原民喜作品集「焰」(正規表現版) 出發
出 發
吉池の不機嫌は母と衝突してみてわかつた。
a)着物のことになると如何して女と男は意見が違ふのだらう。
b)意見が違ふと云ふことはそんなに人間の感情を害ねるものだらうか。
c)人間はむしろ感情を損ひたいと云ふ感情に支配されることがありはすまいか。
吉池はAからZまで自分の不機嫌を種々樣々に分解してみた。だが、何よりも大切なのは早く不機嫌を取消すことであつた。自分が主賓として招かれてゐる今夜の宴會に、憂鬱な顏をして出席するのは都合が惡かつた。ところが吉池は一步宴會の席に入ると、今迄心配してゐた不機嫌は本能的に影を消したのである。
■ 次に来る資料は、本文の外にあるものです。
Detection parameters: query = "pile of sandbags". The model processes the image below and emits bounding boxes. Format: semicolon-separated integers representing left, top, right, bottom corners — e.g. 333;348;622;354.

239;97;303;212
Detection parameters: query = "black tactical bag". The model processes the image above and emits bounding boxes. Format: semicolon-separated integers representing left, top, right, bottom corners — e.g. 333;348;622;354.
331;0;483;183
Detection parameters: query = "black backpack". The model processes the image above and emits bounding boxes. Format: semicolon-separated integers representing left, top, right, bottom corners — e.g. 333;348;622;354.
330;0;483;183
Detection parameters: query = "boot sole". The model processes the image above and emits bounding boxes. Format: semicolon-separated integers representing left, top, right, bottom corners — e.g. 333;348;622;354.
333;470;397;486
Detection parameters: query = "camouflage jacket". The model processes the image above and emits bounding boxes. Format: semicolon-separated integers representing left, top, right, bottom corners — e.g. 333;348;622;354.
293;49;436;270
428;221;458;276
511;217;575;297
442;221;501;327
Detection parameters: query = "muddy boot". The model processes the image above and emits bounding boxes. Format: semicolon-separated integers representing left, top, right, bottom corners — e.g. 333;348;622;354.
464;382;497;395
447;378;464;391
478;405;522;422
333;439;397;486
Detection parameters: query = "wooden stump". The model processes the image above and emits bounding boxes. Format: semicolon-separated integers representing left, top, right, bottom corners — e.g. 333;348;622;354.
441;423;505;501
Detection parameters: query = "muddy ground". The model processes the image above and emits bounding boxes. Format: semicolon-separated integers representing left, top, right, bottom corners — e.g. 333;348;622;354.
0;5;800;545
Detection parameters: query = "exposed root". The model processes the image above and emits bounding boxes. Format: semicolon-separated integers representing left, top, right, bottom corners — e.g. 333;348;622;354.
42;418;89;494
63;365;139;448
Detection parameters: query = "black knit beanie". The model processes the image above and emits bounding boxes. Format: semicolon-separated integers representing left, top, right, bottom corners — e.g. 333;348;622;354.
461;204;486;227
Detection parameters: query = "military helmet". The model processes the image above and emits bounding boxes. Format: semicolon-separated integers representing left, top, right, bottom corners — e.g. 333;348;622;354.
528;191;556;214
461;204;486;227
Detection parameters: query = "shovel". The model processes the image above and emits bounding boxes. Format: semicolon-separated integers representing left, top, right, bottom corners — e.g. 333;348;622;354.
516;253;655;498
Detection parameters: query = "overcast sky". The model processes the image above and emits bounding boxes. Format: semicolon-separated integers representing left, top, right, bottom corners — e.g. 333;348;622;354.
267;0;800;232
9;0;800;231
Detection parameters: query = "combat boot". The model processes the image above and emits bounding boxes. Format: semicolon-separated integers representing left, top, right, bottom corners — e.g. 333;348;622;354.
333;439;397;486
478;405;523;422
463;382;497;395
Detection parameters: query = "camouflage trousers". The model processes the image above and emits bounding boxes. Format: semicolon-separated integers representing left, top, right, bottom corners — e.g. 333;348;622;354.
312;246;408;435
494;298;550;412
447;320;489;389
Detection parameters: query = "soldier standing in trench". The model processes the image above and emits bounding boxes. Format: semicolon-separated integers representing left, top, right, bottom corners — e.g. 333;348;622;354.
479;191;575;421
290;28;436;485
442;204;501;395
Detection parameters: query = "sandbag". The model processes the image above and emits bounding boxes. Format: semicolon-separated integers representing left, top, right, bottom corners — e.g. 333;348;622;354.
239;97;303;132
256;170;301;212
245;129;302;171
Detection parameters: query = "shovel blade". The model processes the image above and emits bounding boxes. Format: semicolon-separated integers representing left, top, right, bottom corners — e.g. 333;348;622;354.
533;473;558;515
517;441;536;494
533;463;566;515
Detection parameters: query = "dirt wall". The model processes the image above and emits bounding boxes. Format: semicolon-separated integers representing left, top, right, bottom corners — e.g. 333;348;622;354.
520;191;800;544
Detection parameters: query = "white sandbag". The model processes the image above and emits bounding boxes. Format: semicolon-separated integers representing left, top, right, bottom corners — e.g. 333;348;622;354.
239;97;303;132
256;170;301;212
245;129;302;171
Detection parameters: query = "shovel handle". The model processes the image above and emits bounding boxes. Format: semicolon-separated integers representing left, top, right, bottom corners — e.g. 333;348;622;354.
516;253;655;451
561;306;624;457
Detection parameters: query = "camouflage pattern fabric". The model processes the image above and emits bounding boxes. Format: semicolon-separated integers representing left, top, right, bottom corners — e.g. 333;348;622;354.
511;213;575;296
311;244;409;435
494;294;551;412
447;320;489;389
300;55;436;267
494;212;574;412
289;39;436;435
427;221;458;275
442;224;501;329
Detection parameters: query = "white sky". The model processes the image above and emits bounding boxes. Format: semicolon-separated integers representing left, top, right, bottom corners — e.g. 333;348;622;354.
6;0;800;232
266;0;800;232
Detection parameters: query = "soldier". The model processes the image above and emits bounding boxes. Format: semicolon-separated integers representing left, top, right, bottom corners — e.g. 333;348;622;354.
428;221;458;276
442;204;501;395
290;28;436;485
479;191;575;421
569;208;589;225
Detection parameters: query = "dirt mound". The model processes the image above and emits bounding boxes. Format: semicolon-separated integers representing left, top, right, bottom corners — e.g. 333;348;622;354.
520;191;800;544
しかし宴會がはねて自分の家に歸ると、吉池は今度は新しい虛無感に把はれてしまつた。課長は自分の會社から出征軍人の出たことを非常に名譽に思ふと云つて演舌した。藝者は吉池に盃を誘めて戰地に行つたら消息をくれと握手を求めてきた。妹は彈丸除けのお守り袋を縫つてくれた。人間の厚意と云ふものは單純でしかないのに、如何してそれらのことが自分には素直に亨(う)け入れられないのだらう――吉池は自分が外部から實に巧妙にいろいろと飜弄されてゐるやうな氣がした。こんなひがみが發生するのは心に張りがあつて、有機體が未知の經驗の豫感に對して、漠然ではあるが緊張してゐるためであらう。しかし、それだけでは吉池の頭が全體として統一されてゐないから物足りなかつた。吉池は自分の行く異邦の果てを空間的に考へてみて、もつとセンチメンタルになりたかつた。深く魂を動かす何か信念とか空氣とかが欲しかつた。
吉池は大切なことを忘れてゐたのをその時になつて氣がついた。自分の日頃愛好して止まぬ音樂を何故今夜は聽かうとしなかつたのだ。それは出發に際して、送別會の演舌や彈丸除けのお守りよりも、もつと内面的に何か力强いものを與へてくれるかも知れない。そこで彼は蓄音機の螺旋(ねぢ)を卷いて、ベートーヴエンの第五交響樂をかけた。しばらく彼はそれを聽いてゐたが、彼は思はず中途であくびを洩らした。退屈だな、音樂も――吉池は今度は大あくびをした。